A local to Kharkiv, Ukraine’s second-largest city, Levchencko is a product of his environment in many ways.
The city is a thriving technology hub, with more than 45,000 resident IT specialists. But with only 40km (25 miles) to the border with Russia, it faces the prospect of being drawn into the ongoing conflict.
In recent weeks tensions have reached a fever pitch, with Russia amassing more than 100,000 troops along Ukraine’s border, prompting fears that the country is facing a potential invasion, with Kharkiv, as some experts suggest, a potential primary target.
Olga Shapoval is the head of Kharkiv IT Cluster, an NGO located in a trendy concerted loft space overlooking the city. The NGO has supported the city’s tech industry since 2015.
“We now call Kharkiv the Silicon Valley of Ukraine”, she said, having seen the industry double in size over the past seven years.
Since 2014, she has learned to live with the continual threat of an invasion, but now with increased tensions, she says many professionals are beginning to work on a “Plan B”.

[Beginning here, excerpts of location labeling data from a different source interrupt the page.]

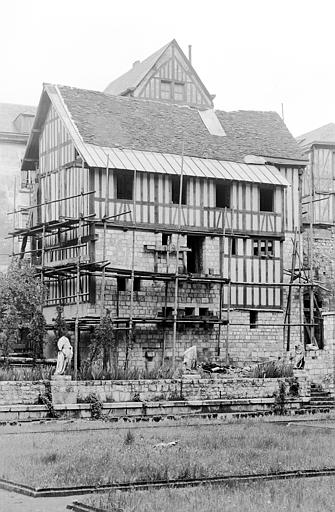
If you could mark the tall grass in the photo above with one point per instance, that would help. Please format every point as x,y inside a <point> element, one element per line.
<point>317,495</point>
<point>273,370</point>
<point>93,372</point>
<point>99,457</point>
<point>16,373</point>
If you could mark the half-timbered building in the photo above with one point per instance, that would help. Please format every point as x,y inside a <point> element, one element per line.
<point>176,217</point>
<point>318,212</point>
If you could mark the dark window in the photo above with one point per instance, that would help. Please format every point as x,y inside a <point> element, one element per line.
<point>222,194</point>
<point>166,90</point>
<point>137,284</point>
<point>263,248</point>
<point>253,319</point>
<point>189,311</point>
<point>266,199</point>
<point>121,284</point>
<point>166,238</point>
<point>194,256</point>
<point>175,190</point>
<point>179,92</point>
<point>124,185</point>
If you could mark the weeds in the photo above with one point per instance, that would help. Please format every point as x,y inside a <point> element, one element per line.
<point>273,370</point>
<point>96,406</point>
<point>42,372</point>
<point>130,438</point>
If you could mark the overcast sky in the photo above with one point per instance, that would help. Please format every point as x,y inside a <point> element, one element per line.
<point>252,54</point>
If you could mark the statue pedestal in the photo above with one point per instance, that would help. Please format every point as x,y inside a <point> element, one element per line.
<point>63,391</point>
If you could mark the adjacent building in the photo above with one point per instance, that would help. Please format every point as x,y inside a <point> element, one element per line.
<point>179,219</point>
<point>15,125</point>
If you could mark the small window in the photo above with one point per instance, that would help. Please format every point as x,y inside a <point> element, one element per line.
<point>121,284</point>
<point>195,255</point>
<point>266,199</point>
<point>263,248</point>
<point>179,92</point>
<point>189,311</point>
<point>253,319</point>
<point>175,190</point>
<point>222,194</point>
<point>137,284</point>
<point>233,246</point>
<point>166,90</point>
<point>124,185</point>
<point>166,238</point>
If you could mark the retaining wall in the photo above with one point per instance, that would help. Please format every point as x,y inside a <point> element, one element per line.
<point>12,393</point>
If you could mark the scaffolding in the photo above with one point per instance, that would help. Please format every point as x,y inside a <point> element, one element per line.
<point>78,267</point>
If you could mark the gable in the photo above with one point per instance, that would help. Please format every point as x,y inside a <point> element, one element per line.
<point>167,76</point>
<point>174,80</point>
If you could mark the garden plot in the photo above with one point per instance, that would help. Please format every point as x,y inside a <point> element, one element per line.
<point>101,457</point>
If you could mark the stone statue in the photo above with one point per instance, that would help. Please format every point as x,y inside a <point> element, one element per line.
<point>190,358</point>
<point>64,357</point>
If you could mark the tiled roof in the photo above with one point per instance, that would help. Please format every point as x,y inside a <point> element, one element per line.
<point>123,122</point>
<point>133,77</point>
<point>8,114</point>
<point>325,134</point>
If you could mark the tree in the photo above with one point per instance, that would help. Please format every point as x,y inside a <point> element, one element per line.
<point>21,297</point>
<point>104,343</point>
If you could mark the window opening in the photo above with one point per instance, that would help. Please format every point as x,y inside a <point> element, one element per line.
<point>166,90</point>
<point>166,238</point>
<point>124,185</point>
<point>175,190</point>
<point>194,256</point>
<point>253,319</point>
<point>318,321</point>
<point>189,311</point>
<point>263,248</point>
<point>266,199</point>
<point>137,284</point>
<point>222,194</point>
<point>179,92</point>
<point>121,284</point>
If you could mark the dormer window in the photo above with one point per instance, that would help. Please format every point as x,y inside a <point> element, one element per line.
<point>170,90</point>
<point>166,90</point>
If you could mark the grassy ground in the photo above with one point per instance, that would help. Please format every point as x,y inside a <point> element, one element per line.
<point>97,457</point>
<point>314,495</point>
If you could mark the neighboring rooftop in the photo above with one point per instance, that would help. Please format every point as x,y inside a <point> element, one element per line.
<point>131,123</point>
<point>324,134</point>
<point>10,121</point>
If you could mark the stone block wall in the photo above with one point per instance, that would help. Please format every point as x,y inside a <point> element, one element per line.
<point>20,392</point>
<point>320,363</point>
<point>12,393</point>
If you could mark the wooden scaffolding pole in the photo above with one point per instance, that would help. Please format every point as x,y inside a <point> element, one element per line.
<point>129,337</point>
<point>80,234</point>
<point>104,220</point>
<point>176,286</point>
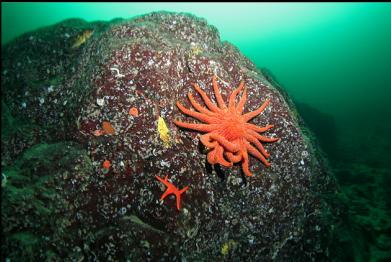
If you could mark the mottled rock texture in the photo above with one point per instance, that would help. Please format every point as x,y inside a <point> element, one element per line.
<point>53,92</point>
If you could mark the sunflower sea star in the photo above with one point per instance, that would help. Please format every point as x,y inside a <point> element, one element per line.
<point>229,136</point>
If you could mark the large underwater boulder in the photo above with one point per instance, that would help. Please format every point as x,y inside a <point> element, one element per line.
<point>88,112</point>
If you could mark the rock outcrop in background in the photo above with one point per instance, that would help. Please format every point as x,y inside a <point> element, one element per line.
<point>77,94</point>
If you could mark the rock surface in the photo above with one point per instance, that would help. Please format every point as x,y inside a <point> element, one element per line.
<point>61,83</point>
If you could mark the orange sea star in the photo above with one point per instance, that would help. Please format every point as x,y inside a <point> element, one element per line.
<point>171,189</point>
<point>229,136</point>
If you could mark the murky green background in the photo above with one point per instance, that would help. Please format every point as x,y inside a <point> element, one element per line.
<point>334,59</point>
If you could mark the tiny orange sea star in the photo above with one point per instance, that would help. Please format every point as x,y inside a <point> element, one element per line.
<point>228,133</point>
<point>171,189</point>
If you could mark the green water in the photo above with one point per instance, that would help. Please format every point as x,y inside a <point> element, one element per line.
<point>334,60</point>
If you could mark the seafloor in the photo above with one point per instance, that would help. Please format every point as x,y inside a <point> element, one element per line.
<point>88,114</point>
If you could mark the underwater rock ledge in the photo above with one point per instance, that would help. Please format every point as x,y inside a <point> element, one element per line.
<point>87,124</point>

The success of the city’s IT industry can be credited to many factors, including its long history as an engineering hub, a wealth of education and research facilities, and the low cost of living, making it an attractive investment for international companies looking for young talent.

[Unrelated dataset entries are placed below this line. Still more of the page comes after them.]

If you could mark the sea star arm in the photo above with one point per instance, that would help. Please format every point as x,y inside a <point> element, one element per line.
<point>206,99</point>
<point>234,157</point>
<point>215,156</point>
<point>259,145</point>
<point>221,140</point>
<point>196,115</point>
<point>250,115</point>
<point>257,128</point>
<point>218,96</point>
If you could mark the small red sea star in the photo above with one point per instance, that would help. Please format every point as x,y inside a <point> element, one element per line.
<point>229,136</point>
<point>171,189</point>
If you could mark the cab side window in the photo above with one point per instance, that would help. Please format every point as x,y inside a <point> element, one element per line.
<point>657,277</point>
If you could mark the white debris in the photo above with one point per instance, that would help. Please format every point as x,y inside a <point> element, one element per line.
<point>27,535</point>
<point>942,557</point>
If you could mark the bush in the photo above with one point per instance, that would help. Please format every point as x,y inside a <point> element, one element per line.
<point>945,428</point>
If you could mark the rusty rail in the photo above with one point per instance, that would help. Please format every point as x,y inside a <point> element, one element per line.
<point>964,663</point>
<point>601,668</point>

It is also a result of concerted efforts by the organisations such as the Kharkiv IT Cluster to rebuild trust in global companies spooked by the events of 2014 when the conflict in Eastern Ukraine began.
In the centre of Kharkiv, the atmosphere is calm.
Families skate in a temporary ice rink, and international students mingle in the countless cafés that line the main square.
Satyan, 23 and Mukul, 21 students from India, describe their mood as “chilled” but are aware of the increased tension.
In the event of an invasion, most international IT specialists and students would be able to relocate.
But for locals like Levchencko, this is not an option.
“Our families are very nervous,” he said. “We don’t have the financial ability to relocate with our children.”
The survival of the city’s IT sector is also vital for the country. Shapoval estimates that about 200,000 local jobs depend on the IT industry in Kharkiv and it is a major source of tax revenue for Ukraine. The local industry also supports much of the military’s IT and cybersecurity infrastructure.
According to sources in the local, territorial forces, a potential invasion would most likely see Russian troops surrounding the city at first. This leaves the prospect of a long-protracted siege, which could scare away the countless international education, finance, and healthcare companies in Kharkiv.
Levchencko is also an army reservist, training every week with other locals aged between 30 and 65 in preparation to defend his city in the face of a potential attack.
Recently, he has seen many of his fellow IT professionals join his unit. He estimates that it would only take him five minutes to be ready to fight on any given working day.